December 06, 2009

Kinship, marriage, and the genetics of past human dispersals (Bentley et al. 2009)

Hum Biol. 2009 Apr;81(2-3):159-79

Kinship, marriage, and the genetics of past human dispersals.

Bentley RA, Layton RH, Tehrani J

Abstract The extent to which colonizing farmer populations have overwhelmed or "replaced" indigenous forager populations, as opposed to having intermarried with them, has been widely debated. Indigenous-colonist "admixture" is often represented in genetic models as a single parameter that, although parsimonious and simple, is incongruous with the sex-specific nature of mtDNA and Y-chromosome data.
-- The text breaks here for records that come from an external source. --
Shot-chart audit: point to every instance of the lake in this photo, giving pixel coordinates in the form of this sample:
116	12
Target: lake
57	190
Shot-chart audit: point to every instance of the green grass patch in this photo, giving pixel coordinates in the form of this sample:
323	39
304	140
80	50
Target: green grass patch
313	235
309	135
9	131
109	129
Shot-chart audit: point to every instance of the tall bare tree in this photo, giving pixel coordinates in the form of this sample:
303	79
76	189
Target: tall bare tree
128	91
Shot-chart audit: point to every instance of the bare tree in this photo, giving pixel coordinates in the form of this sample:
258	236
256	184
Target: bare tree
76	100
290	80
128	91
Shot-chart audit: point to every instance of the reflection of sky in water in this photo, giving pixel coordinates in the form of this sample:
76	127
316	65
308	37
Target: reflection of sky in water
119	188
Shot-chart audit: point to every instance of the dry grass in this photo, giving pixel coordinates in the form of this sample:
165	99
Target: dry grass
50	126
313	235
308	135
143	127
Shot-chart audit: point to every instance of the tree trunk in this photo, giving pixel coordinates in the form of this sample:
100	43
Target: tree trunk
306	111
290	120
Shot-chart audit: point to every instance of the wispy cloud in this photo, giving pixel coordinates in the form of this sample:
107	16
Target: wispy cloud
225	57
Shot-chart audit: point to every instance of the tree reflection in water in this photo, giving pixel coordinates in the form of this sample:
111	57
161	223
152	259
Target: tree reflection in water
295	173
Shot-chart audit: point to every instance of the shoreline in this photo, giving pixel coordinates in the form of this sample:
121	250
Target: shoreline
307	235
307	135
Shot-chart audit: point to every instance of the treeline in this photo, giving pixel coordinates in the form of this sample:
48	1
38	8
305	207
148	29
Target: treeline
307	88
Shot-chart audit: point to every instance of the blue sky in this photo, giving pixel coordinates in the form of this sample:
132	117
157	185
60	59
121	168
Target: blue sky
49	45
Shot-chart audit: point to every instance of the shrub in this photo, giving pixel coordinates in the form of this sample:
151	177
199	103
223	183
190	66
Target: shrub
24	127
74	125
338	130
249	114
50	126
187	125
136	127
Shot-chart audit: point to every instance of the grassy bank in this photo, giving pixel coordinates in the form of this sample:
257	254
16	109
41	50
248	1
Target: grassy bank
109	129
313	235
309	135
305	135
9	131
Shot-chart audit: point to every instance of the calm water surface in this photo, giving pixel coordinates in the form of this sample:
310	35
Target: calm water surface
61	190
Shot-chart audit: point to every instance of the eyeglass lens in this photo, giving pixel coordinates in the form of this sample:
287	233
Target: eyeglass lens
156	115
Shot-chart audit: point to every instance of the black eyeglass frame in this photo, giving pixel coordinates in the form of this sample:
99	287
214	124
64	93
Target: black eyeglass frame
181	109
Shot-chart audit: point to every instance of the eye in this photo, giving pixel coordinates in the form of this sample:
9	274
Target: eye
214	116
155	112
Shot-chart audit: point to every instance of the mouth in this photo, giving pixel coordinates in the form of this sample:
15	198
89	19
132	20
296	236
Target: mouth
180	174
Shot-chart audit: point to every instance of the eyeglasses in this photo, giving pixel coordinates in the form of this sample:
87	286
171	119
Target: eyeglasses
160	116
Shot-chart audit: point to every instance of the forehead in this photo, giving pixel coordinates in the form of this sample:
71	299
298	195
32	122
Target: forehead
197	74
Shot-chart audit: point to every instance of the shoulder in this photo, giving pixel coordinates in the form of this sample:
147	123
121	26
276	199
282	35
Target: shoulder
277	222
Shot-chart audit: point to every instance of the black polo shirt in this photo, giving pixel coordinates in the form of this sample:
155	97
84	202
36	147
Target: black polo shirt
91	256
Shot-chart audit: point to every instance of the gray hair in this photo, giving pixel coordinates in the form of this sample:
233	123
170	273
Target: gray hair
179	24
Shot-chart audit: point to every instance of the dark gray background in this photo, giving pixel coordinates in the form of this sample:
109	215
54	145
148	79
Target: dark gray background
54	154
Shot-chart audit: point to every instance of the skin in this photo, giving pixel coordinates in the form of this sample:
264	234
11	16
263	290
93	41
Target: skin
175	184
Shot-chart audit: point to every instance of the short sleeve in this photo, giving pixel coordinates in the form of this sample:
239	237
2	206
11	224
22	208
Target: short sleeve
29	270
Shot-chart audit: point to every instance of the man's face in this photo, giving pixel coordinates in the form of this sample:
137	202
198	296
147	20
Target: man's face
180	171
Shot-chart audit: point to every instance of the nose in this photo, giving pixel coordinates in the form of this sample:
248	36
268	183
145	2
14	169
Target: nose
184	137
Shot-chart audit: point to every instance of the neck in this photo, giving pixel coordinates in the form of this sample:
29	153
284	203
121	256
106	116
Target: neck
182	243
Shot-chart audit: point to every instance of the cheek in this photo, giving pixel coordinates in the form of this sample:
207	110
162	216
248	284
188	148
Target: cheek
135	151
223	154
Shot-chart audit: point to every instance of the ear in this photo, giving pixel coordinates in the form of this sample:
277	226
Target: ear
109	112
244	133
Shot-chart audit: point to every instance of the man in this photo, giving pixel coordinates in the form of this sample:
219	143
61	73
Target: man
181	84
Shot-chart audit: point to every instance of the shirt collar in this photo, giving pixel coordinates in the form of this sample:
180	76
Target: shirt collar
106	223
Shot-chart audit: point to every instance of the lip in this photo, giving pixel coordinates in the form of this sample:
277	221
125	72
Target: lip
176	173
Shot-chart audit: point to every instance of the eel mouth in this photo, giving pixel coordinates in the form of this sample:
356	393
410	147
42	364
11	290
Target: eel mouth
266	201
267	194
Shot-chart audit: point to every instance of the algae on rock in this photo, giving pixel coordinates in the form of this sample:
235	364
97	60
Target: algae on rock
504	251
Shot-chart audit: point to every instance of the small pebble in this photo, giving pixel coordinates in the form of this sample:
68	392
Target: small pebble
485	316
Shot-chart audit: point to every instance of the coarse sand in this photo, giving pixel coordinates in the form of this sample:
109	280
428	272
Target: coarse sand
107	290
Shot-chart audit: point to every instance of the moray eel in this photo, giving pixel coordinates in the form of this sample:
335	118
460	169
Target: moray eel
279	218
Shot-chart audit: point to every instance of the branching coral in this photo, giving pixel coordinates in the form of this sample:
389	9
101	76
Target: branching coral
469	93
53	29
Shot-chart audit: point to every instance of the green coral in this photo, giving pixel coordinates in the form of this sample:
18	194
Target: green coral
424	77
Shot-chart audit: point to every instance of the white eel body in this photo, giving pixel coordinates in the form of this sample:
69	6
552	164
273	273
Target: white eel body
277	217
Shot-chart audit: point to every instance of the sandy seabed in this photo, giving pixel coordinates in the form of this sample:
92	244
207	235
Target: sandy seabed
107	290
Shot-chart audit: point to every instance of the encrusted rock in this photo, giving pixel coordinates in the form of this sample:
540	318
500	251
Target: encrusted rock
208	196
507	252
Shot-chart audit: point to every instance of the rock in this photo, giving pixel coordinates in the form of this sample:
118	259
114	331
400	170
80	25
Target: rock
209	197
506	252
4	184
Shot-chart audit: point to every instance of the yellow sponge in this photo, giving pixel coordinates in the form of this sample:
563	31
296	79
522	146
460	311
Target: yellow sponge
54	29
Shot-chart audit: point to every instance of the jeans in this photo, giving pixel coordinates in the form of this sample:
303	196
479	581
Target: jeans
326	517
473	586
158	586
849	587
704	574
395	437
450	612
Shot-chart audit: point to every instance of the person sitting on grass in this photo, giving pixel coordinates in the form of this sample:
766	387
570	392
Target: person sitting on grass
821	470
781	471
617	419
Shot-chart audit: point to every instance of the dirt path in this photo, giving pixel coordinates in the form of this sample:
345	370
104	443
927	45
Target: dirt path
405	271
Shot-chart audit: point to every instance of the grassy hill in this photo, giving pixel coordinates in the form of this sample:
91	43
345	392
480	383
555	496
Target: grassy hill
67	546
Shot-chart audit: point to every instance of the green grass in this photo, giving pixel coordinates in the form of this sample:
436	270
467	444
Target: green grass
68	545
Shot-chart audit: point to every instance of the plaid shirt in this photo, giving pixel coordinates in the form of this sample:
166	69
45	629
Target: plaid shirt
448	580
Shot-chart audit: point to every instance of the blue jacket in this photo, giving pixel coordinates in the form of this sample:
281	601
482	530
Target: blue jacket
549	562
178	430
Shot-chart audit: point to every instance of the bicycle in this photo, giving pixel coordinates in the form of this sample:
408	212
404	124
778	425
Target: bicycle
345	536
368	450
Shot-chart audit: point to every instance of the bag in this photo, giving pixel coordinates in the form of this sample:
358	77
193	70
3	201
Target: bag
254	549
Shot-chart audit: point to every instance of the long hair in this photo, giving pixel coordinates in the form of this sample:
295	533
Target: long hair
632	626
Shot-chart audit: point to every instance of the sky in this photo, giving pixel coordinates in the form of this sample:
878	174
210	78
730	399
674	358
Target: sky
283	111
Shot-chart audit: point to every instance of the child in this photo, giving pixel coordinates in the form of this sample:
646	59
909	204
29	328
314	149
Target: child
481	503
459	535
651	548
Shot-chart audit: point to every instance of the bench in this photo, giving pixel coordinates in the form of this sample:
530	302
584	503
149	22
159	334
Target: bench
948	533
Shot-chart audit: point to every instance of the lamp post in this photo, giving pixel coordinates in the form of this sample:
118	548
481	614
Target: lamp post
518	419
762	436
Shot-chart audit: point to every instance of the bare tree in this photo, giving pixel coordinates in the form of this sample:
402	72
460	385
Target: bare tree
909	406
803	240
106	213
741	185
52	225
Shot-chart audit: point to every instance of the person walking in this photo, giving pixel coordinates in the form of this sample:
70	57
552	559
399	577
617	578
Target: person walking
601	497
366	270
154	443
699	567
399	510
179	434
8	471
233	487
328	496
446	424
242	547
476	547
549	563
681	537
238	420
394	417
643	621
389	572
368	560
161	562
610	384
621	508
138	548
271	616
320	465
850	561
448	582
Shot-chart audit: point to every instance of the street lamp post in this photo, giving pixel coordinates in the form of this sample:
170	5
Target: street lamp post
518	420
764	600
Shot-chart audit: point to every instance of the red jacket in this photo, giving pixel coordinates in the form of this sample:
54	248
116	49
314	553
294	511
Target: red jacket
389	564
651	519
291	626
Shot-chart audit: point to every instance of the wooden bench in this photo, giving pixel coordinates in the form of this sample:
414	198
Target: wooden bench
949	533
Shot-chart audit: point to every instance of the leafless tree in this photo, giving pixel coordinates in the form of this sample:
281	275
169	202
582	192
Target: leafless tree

To help interpret genetic patterns, we can construct useful null hypotheses about the generalized migration history of females (mtDNA) as opposed to males (Y chromosome), which differ significantly in almost every ethnographically known society. We seek to integrate ethnographic knowledge into models that incorporate new social parameters for predicting geographic patterns in mtDNA and Y-chromosome distributions. We provide an example of a model simulation for the spread of agriculture in which this individual-scale evidence is used to refine the parameters.

Link

1 comment:

terryt said...

The comment that sruck me on first reading (nothing to do with the actual point of the article) is this:

"the generalized migration history of females (mtDNA) as opposed to males (Y chromosome), which differ significantly in almost every ethnographically known society".

Yet there are those who insist we should automatically assume that the ancestors of both the modern male and modern female haplogroups necessarily left Africa together.